Claims Processing Director - Healthcare plans and directs one or more departments responsible for administration of health insurance claims, payment processing, billing research, and responding to inquiries. Establishes and implements organizational policies and procedures; may offer guidance on the appropriate handling of complex or high-value claims. Being a Claims Processing Director - Healthcare develops and executes strategic business plans for the department. Coordinates operations with other areas of the organization. Additionally, Claims Processing Director - Healthcare requires a bachelor's degree. Typically reports to top management. The Claims Processing Director - Healthcare manages a departmental sub-function within a broader departmental function. Creates functional strategies and specific objectives for the sub-function and develops budgets/policies/procedures to support the functional infrastructure. To be a Claims Processing Director - Healthcare typically requires 5+ years of managerial experience. Deep knowledge of the managed sub-function and solid knowledge of the overall departmental function.

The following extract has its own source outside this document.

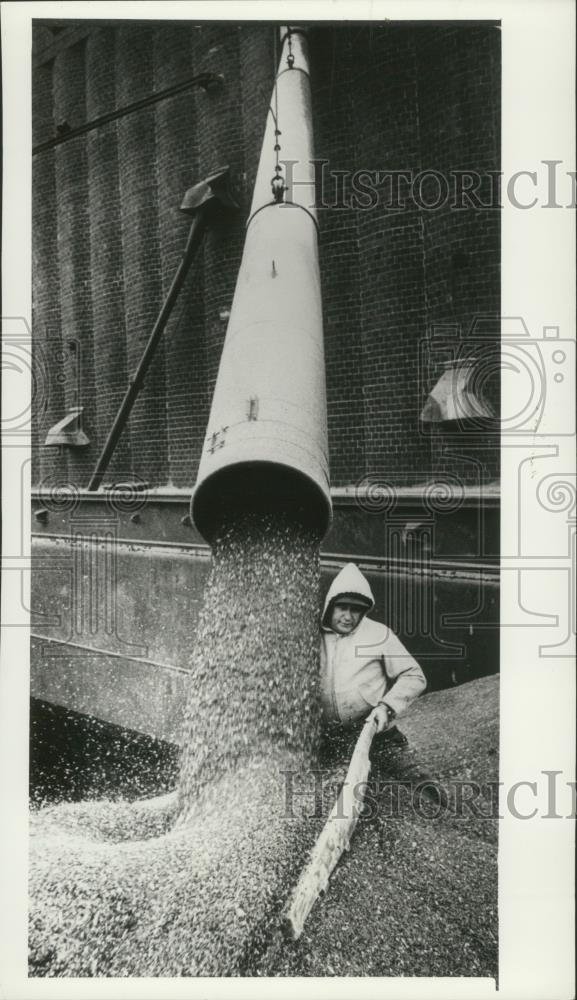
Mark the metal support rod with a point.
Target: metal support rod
(194, 241)
(204, 80)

Claims Director directs and oversees the operations of an insurance claims department to meet operational, financial, and service requirements. Establishes policies and procedures for the administration of insurance claims for personal, property, or casualty loss based on coverage, appraisal, and verifiable damage. Being a Claims Director is responsible for the strategic processing and payment of claims. Maintains up-to-date- knowledge of legislation, regulations, and industry events which pertain to insurance claims. Additionally, Claims Director provides expert guidance and consultation to staff on the most complex claims. Requires a bachelor's degree. Typically reports to top management. The Claims Director manages a departmental sub-function within a broader departmental function. Creates functional strategies and specific objectives for the sub-function and develops budgets/policies/procedures to support the functional infrastructure. To be a Claims Director typically requires 5+ years of managerial experience. Deep knowledge of the managed sub-function and solid knowledge of the overall departmental function.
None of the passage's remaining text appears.